Is the positive two-digit integer N less than 40 ?

(1) The units digit of N is 6 more than the tens digit.
(2) N is 4 less than 4 times the units digit.

There are 3 variables (n,a,b) and 1 equation (n=10a+b) in the original condition, 2 equations in the given conditions, making it likely that (C) will be our answer.
Looking at the conditions,
For 1, n=17,28,39<40 answers the question yes, and is therefore sufficient.
For 2, 10a+b=4b-4, 10a+4=3b, and this answers the question 'yes' for n=28<40. This is sufficient as well, making the answer seem like (D).
However, this is a logic question with commonly made mistake type 4(B).

Hence, (C) also becomes the answer but if we apply integer commonly made mistake type 4, the answer still becomes (D).

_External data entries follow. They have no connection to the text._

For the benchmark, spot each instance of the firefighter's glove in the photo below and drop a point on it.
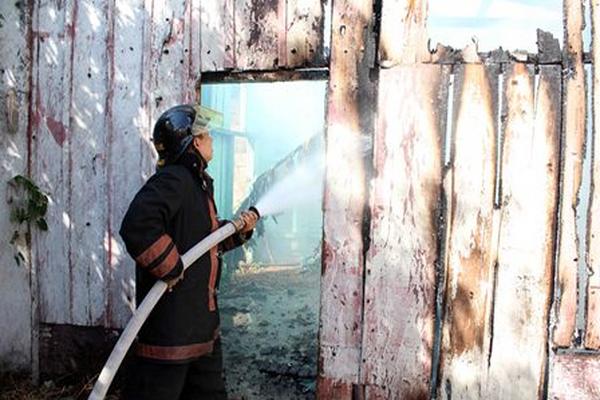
(249, 218)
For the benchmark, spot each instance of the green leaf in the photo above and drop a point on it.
(41, 223)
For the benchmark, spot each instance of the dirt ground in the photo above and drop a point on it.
(269, 323)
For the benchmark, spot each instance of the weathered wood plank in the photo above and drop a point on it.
(350, 113)
(592, 332)
(125, 122)
(16, 306)
(332, 389)
(530, 166)
(400, 278)
(51, 161)
(87, 169)
(258, 32)
(304, 33)
(574, 128)
(403, 37)
(575, 376)
(171, 54)
(470, 249)
(217, 35)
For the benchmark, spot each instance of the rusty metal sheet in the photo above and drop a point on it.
(349, 109)
(17, 281)
(217, 35)
(403, 37)
(87, 146)
(592, 332)
(304, 34)
(529, 173)
(400, 277)
(575, 376)
(259, 29)
(470, 247)
(51, 161)
(126, 131)
(574, 128)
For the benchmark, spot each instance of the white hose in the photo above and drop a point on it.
(142, 312)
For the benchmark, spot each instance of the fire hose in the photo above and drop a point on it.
(141, 313)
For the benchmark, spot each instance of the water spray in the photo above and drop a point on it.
(141, 313)
(304, 184)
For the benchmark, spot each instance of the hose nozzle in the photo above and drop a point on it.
(239, 223)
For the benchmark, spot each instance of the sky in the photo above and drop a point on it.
(508, 23)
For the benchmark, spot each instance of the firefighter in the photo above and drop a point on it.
(178, 353)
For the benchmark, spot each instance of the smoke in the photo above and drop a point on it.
(302, 186)
(305, 183)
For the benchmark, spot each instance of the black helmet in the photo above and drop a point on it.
(173, 133)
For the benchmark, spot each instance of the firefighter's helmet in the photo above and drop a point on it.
(174, 131)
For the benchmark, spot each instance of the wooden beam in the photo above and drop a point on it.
(400, 280)
(592, 332)
(574, 112)
(217, 35)
(305, 29)
(470, 249)
(530, 165)
(259, 30)
(349, 122)
(403, 36)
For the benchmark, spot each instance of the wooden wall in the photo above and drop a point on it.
(451, 254)
(15, 279)
(102, 72)
(466, 259)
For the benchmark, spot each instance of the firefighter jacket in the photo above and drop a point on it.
(171, 213)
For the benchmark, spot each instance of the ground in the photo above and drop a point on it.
(269, 319)
(269, 324)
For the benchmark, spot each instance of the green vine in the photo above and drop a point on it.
(28, 207)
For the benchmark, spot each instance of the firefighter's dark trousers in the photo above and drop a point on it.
(201, 379)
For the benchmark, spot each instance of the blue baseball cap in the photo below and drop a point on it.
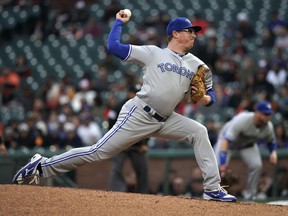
(264, 107)
(180, 23)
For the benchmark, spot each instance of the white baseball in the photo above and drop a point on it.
(128, 12)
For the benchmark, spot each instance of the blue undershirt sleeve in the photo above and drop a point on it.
(114, 46)
(212, 94)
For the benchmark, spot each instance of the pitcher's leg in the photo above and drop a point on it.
(117, 181)
(178, 127)
(140, 166)
(130, 128)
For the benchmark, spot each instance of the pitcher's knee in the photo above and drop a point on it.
(201, 131)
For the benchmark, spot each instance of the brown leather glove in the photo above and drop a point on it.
(198, 88)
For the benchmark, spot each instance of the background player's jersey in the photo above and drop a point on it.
(166, 77)
(241, 131)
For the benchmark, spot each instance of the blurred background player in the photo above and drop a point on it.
(3, 150)
(241, 134)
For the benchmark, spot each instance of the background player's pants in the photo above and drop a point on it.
(140, 166)
(252, 158)
(133, 125)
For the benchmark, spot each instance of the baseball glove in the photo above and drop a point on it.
(198, 82)
(229, 178)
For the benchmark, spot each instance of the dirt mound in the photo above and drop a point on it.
(39, 200)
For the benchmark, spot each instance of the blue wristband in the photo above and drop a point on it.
(223, 158)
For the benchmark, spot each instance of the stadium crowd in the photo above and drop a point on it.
(65, 113)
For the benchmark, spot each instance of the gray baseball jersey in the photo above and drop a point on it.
(167, 76)
(166, 79)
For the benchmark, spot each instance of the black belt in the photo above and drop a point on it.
(155, 115)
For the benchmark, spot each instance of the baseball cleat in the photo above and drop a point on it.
(29, 171)
(219, 195)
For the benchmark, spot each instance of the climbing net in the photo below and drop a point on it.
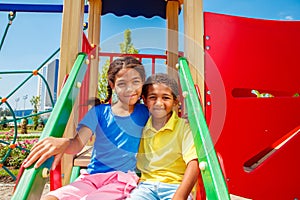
(11, 137)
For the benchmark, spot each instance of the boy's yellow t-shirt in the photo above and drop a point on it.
(164, 154)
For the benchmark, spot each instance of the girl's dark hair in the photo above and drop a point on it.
(115, 67)
(161, 78)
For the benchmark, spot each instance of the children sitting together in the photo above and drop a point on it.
(131, 137)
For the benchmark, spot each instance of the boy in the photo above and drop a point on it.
(167, 157)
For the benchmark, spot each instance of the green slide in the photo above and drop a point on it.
(213, 179)
(32, 181)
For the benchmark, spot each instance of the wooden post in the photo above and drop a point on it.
(71, 38)
(95, 8)
(193, 41)
(172, 37)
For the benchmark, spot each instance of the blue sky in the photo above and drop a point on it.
(33, 37)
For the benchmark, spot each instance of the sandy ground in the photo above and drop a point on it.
(6, 190)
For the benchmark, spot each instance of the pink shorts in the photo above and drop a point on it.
(111, 185)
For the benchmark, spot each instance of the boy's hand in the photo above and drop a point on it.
(46, 148)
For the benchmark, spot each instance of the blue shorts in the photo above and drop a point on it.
(154, 191)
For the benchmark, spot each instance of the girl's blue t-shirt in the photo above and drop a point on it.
(117, 138)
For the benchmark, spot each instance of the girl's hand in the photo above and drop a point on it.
(46, 148)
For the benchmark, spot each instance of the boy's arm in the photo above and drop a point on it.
(56, 147)
(188, 182)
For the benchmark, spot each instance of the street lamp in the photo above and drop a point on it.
(17, 100)
(24, 98)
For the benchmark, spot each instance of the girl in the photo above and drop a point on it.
(167, 157)
(118, 128)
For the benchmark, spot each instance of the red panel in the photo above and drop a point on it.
(244, 54)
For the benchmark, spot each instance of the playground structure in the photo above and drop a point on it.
(255, 139)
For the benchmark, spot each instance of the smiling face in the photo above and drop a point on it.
(128, 86)
(160, 101)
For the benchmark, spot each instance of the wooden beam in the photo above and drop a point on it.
(95, 7)
(71, 38)
(193, 41)
(172, 37)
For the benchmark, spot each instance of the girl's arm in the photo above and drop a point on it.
(188, 182)
(56, 147)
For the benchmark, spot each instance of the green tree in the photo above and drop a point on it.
(126, 47)
(35, 101)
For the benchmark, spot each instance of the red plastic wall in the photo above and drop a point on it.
(242, 54)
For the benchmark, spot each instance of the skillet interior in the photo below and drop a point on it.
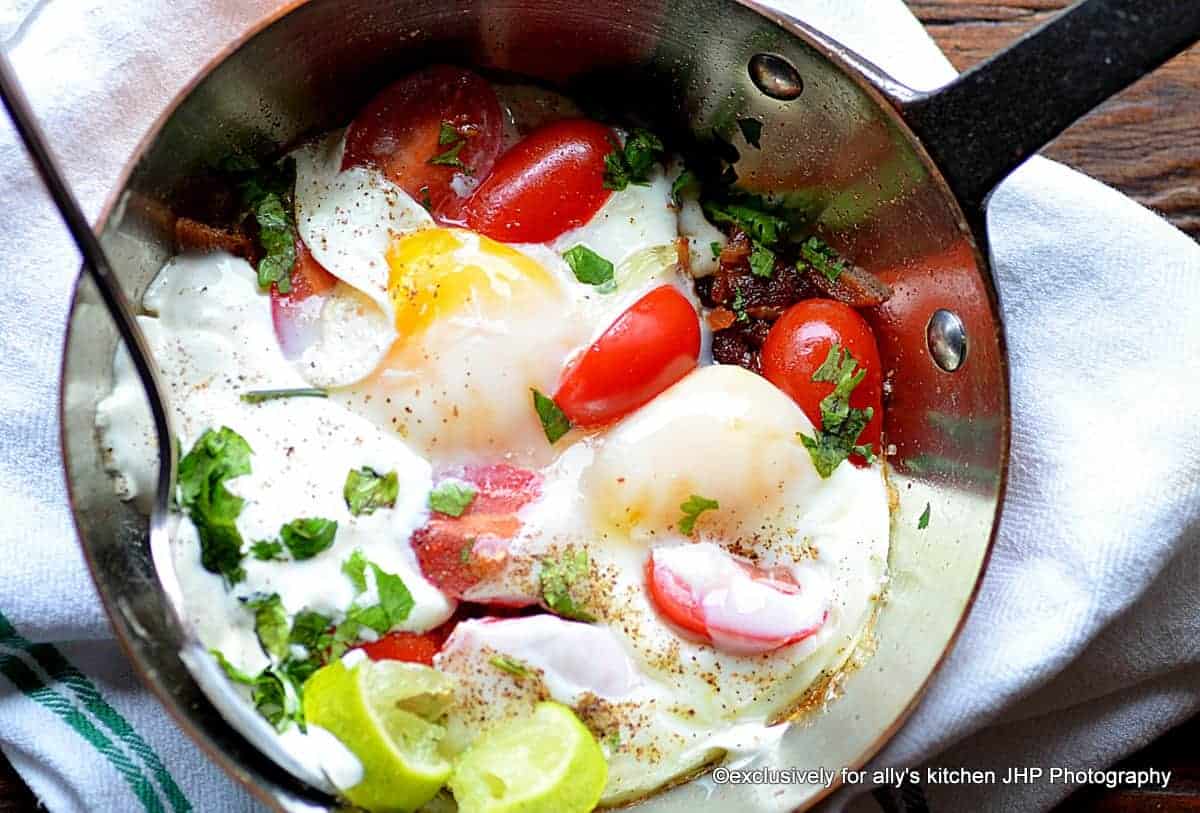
(681, 65)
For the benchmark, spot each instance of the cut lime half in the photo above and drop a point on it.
(547, 763)
(382, 711)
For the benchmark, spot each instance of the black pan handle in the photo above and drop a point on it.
(991, 119)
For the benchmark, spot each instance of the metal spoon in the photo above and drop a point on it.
(228, 702)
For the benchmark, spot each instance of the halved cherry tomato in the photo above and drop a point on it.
(294, 313)
(456, 553)
(729, 602)
(648, 348)
(399, 131)
(412, 646)
(799, 342)
(551, 181)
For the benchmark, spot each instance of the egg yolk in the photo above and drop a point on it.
(438, 272)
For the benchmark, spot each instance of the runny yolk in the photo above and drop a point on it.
(435, 273)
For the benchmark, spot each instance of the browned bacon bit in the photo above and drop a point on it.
(856, 287)
(196, 236)
(720, 318)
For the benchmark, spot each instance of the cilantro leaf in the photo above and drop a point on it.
(448, 134)
(450, 158)
(309, 536)
(511, 666)
(762, 260)
(751, 131)
(840, 423)
(588, 266)
(231, 670)
(394, 596)
(693, 507)
(276, 699)
(355, 570)
(267, 549)
(557, 577)
(367, 489)
(749, 214)
(373, 616)
(685, 184)
(259, 396)
(634, 162)
(823, 258)
(267, 193)
(270, 625)
(553, 420)
(451, 498)
(216, 457)
(310, 628)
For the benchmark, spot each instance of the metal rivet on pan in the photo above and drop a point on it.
(947, 339)
(775, 77)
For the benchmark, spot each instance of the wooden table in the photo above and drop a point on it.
(1146, 143)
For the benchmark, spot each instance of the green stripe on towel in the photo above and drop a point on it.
(63, 670)
(24, 679)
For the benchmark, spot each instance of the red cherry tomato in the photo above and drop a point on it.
(774, 613)
(412, 646)
(652, 345)
(798, 344)
(399, 131)
(551, 181)
(294, 313)
(457, 553)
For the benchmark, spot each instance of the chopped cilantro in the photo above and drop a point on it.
(840, 423)
(823, 258)
(367, 489)
(267, 193)
(451, 498)
(588, 266)
(216, 457)
(307, 537)
(693, 507)
(355, 571)
(749, 214)
(762, 260)
(450, 158)
(557, 577)
(751, 131)
(276, 699)
(685, 184)
(634, 162)
(267, 549)
(511, 666)
(270, 625)
(231, 670)
(309, 630)
(448, 134)
(259, 396)
(553, 420)
(394, 596)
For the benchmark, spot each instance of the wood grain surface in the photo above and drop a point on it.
(1146, 143)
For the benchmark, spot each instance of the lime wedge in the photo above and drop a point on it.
(547, 763)
(382, 711)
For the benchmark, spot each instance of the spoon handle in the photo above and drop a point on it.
(101, 271)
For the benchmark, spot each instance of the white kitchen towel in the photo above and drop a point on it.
(1084, 643)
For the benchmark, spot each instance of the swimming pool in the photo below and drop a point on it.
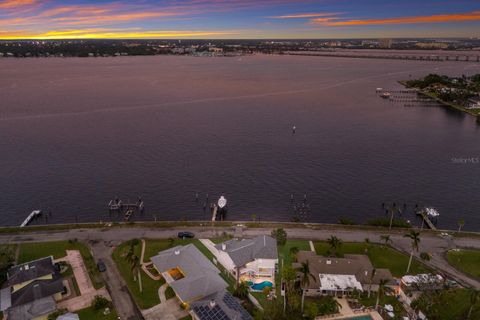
(259, 286)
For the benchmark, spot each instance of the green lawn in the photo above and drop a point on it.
(284, 251)
(92, 314)
(450, 305)
(392, 300)
(57, 249)
(380, 256)
(283, 254)
(467, 261)
(149, 296)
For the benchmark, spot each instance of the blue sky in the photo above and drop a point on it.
(210, 19)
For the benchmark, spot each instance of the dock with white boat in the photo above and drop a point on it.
(30, 217)
(425, 214)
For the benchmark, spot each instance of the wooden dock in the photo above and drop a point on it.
(119, 205)
(426, 219)
(30, 217)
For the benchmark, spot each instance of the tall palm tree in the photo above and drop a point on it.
(461, 223)
(367, 245)
(381, 291)
(335, 243)
(386, 238)
(393, 210)
(293, 253)
(135, 268)
(415, 237)
(372, 275)
(305, 276)
(474, 296)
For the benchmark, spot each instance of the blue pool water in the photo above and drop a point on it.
(260, 286)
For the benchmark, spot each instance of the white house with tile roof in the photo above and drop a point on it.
(252, 260)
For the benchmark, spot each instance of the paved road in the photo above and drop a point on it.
(101, 241)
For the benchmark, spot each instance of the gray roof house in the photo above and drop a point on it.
(31, 270)
(190, 274)
(68, 316)
(247, 250)
(32, 290)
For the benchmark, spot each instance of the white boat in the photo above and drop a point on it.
(222, 202)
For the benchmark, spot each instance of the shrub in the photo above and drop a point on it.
(100, 302)
(280, 235)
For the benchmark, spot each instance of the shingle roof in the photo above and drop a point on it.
(30, 270)
(247, 250)
(68, 316)
(220, 306)
(37, 290)
(201, 276)
(33, 309)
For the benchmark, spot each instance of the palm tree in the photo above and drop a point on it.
(474, 296)
(393, 211)
(293, 253)
(335, 243)
(372, 275)
(386, 238)
(415, 237)
(242, 290)
(367, 245)
(381, 291)
(135, 268)
(305, 276)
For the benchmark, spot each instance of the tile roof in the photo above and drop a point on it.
(352, 264)
(246, 250)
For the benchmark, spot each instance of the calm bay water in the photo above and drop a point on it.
(75, 133)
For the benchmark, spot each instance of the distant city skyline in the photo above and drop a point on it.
(237, 19)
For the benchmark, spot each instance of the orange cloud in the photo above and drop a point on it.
(11, 4)
(109, 34)
(306, 15)
(470, 16)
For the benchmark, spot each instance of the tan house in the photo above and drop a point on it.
(341, 276)
(33, 288)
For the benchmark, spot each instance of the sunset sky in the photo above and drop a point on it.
(210, 19)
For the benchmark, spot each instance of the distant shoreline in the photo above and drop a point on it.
(442, 102)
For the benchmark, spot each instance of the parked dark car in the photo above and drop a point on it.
(101, 266)
(185, 234)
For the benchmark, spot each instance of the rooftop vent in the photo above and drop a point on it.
(212, 304)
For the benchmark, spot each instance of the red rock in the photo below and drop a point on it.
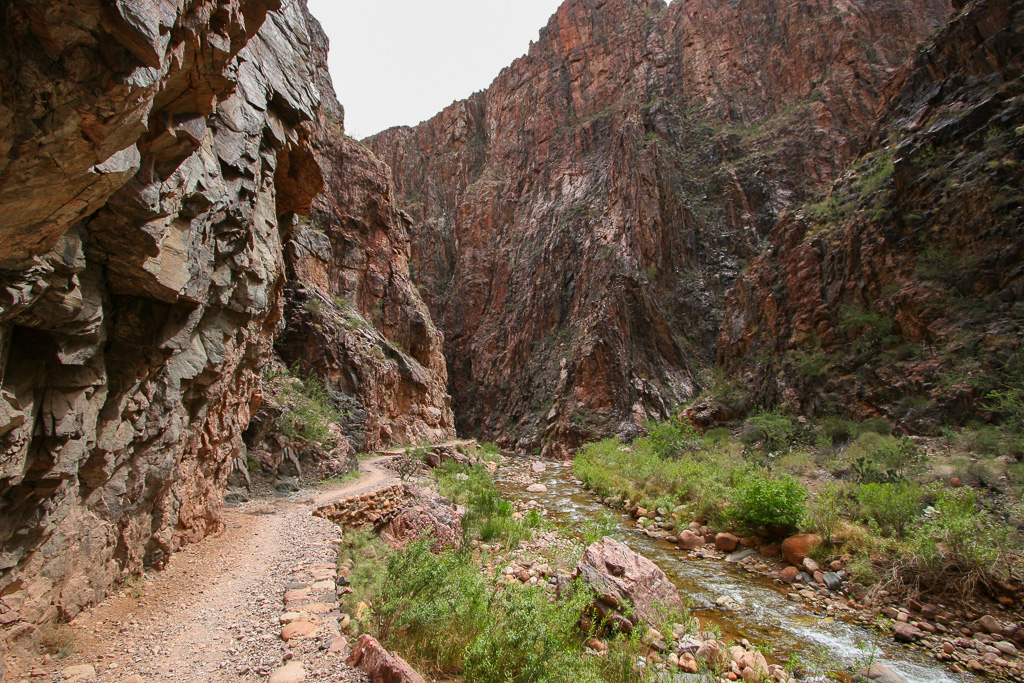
(489, 174)
(381, 666)
(726, 542)
(297, 630)
(905, 633)
(989, 624)
(621, 575)
(797, 548)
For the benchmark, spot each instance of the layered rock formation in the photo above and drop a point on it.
(353, 315)
(579, 223)
(150, 152)
(898, 293)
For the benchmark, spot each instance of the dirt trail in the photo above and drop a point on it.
(214, 613)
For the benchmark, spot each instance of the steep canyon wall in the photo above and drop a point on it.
(579, 223)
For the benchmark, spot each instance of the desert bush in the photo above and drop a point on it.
(672, 438)
(769, 501)
(432, 605)
(530, 638)
(308, 410)
(956, 549)
(773, 430)
(891, 508)
(878, 459)
(824, 512)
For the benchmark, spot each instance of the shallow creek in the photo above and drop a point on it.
(770, 620)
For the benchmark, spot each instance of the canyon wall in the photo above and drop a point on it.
(353, 316)
(579, 223)
(161, 180)
(150, 151)
(898, 293)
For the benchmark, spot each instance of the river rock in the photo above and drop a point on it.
(879, 673)
(381, 666)
(424, 513)
(726, 542)
(906, 633)
(690, 541)
(293, 672)
(797, 548)
(79, 674)
(988, 624)
(620, 575)
(832, 580)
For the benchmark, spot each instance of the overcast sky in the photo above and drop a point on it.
(400, 61)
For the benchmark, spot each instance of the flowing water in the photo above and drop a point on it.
(770, 620)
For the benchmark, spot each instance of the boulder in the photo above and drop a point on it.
(797, 548)
(621, 577)
(906, 633)
(988, 624)
(879, 673)
(688, 540)
(424, 513)
(293, 672)
(381, 666)
(726, 542)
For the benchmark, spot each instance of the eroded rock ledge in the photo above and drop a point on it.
(151, 150)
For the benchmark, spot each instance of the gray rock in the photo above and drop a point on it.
(833, 581)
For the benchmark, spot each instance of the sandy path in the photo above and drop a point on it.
(213, 613)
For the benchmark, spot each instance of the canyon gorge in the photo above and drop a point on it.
(812, 205)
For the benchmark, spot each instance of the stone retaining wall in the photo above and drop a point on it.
(371, 510)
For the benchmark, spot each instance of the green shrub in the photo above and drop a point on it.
(881, 459)
(824, 512)
(308, 411)
(769, 501)
(774, 431)
(672, 438)
(891, 508)
(1009, 401)
(957, 548)
(528, 638)
(431, 606)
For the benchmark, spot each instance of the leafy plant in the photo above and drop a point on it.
(770, 502)
(772, 429)
(882, 459)
(892, 508)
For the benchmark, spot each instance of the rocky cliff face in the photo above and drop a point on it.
(898, 293)
(353, 316)
(150, 152)
(578, 224)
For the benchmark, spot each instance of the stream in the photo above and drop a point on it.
(770, 620)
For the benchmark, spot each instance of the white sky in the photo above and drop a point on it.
(400, 61)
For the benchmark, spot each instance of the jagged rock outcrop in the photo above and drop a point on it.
(899, 293)
(150, 151)
(579, 223)
(353, 316)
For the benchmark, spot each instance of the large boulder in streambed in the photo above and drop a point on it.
(381, 666)
(621, 577)
(797, 548)
(878, 673)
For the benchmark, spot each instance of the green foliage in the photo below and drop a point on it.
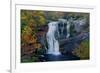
(83, 50)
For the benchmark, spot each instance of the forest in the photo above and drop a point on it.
(34, 28)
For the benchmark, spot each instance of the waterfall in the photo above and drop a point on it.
(53, 44)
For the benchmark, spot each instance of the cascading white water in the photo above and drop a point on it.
(53, 44)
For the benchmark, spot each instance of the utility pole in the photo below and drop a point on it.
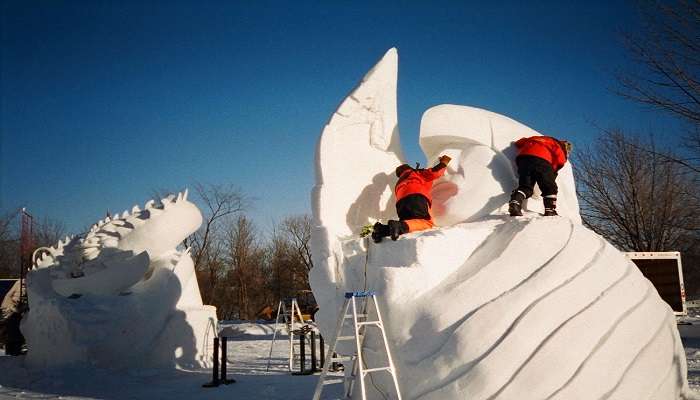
(25, 257)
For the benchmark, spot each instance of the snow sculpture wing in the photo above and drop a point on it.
(356, 157)
(482, 175)
(492, 307)
(357, 153)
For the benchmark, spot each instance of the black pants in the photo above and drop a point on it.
(413, 206)
(533, 170)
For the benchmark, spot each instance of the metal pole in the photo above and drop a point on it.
(323, 350)
(314, 368)
(302, 351)
(215, 378)
(224, 361)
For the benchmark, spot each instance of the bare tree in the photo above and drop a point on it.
(667, 52)
(219, 202)
(9, 245)
(245, 279)
(298, 230)
(635, 198)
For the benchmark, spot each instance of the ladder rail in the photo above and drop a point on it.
(388, 352)
(274, 336)
(331, 351)
(359, 370)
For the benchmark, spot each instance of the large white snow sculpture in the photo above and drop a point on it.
(487, 306)
(122, 296)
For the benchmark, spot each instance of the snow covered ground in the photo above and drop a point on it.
(247, 354)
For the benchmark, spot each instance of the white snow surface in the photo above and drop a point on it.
(247, 360)
(124, 295)
(485, 306)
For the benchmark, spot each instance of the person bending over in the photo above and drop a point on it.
(413, 201)
(539, 160)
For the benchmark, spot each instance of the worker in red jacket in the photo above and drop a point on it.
(539, 159)
(413, 201)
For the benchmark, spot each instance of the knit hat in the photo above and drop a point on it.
(567, 146)
(401, 168)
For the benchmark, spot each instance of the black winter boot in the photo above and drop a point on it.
(380, 231)
(397, 228)
(550, 206)
(516, 203)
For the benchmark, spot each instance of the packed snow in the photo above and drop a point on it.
(122, 295)
(247, 360)
(483, 307)
(486, 306)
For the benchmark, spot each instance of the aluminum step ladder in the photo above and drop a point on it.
(360, 323)
(289, 316)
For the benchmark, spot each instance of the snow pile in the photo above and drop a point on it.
(487, 306)
(122, 296)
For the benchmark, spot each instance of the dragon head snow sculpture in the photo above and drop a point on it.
(486, 306)
(121, 295)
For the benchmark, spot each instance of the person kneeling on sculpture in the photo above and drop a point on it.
(413, 201)
(539, 159)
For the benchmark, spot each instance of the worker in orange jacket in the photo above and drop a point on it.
(413, 201)
(539, 160)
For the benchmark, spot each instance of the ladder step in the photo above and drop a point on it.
(349, 316)
(359, 294)
(375, 323)
(370, 370)
(339, 359)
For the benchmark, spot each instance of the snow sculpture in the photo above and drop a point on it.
(123, 295)
(487, 306)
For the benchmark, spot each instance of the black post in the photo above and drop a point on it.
(224, 361)
(323, 350)
(215, 379)
(314, 368)
(302, 352)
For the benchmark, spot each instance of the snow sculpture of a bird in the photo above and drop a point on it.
(485, 306)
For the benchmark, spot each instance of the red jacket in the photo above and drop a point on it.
(418, 181)
(544, 147)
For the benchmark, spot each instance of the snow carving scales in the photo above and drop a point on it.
(123, 295)
(485, 306)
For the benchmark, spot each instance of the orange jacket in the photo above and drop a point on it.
(418, 181)
(545, 147)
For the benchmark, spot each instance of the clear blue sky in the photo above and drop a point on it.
(104, 101)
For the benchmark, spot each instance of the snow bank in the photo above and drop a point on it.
(487, 306)
(123, 296)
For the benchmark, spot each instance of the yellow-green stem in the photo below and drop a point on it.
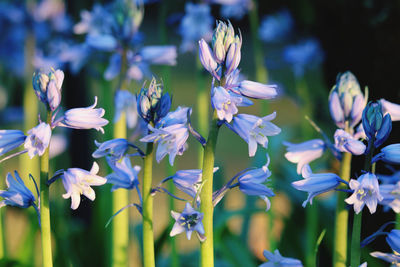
(342, 215)
(44, 206)
(207, 207)
(148, 235)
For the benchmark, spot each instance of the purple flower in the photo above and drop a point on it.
(124, 175)
(77, 182)
(344, 142)
(366, 191)
(85, 118)
(38, 139)
(304, 153)
(10, 139)
(255, 130)
(17, 194)
(276, 259)
(188, 221)
(316, 184)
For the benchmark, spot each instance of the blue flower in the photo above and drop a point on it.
(255, 130)
(251, 183)
(346, 101)
(124, 175)
(366, 192)
(316, 184)
(345, 142)
(38, 139)
(125, 101)
(171, 140)
(226, 102)
(84, 118)
(276, 27)
(305, 152)
(115, 149)
(188, 221)
(10, 139)
(390, 154)
(276, 259)
(17, 193)
(77, 182)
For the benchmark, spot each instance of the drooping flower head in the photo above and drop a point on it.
(366, 192)
(38, 139)
(188, 221)
(77, 182)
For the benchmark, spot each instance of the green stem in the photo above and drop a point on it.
(207, 207)
(148, 236)
(342, 215)
(44, 206)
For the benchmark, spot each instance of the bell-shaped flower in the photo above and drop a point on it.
(255, 130)
(85, 118)
(345, 142)
(391, 108)
(257, 90)
(125, 102)
(226, 102)
(391, 196)
(390, 154)
(366, 192)
(346, 101)
(171, 140)
(188, 221)
(10, 139)
(115, 149)
(17, 194)
(124, 175)
(38, 139)
(316, 183)
(377, 126)
(276, 259)
(252, 183)
(77, 182)
(304, 153)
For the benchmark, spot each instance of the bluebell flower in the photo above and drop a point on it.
(171, 140)
(390, 154)
(10, 139)
(196, 24)
(276, 259)
(366, 192)
(304, 153)
(276, 27)
(38, 139)
(84, 118)
(17, 194)
(391, 196)
(188, 221)
(77, 182)
(345, 142)
(115, 149)
(125, 101)
(346, 101)
(302, 55)
(124, 175)
(391, 108)
(226, 102)
(251, 183)
(377, 127)
(255, 130)
(316, 183)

For cases where we need 2 more equation, such as original conditions with “2 variables”, or “3 variables and 1 equation”, or “4 variables and 2 equations”, we have 1 equation each in both 1) and 2). Therefore, there is 70% chance that C is the answer, while E has 25% chance. These two are the majority. In case of common mistake type 3,4, the answer may be from A, B or D but there is only 5% chance. Since C is most likely to be the answer using 1) and 2) separately according to DS definition (It saves us time). Obviously there may be cases where the answer is A, B, D or E.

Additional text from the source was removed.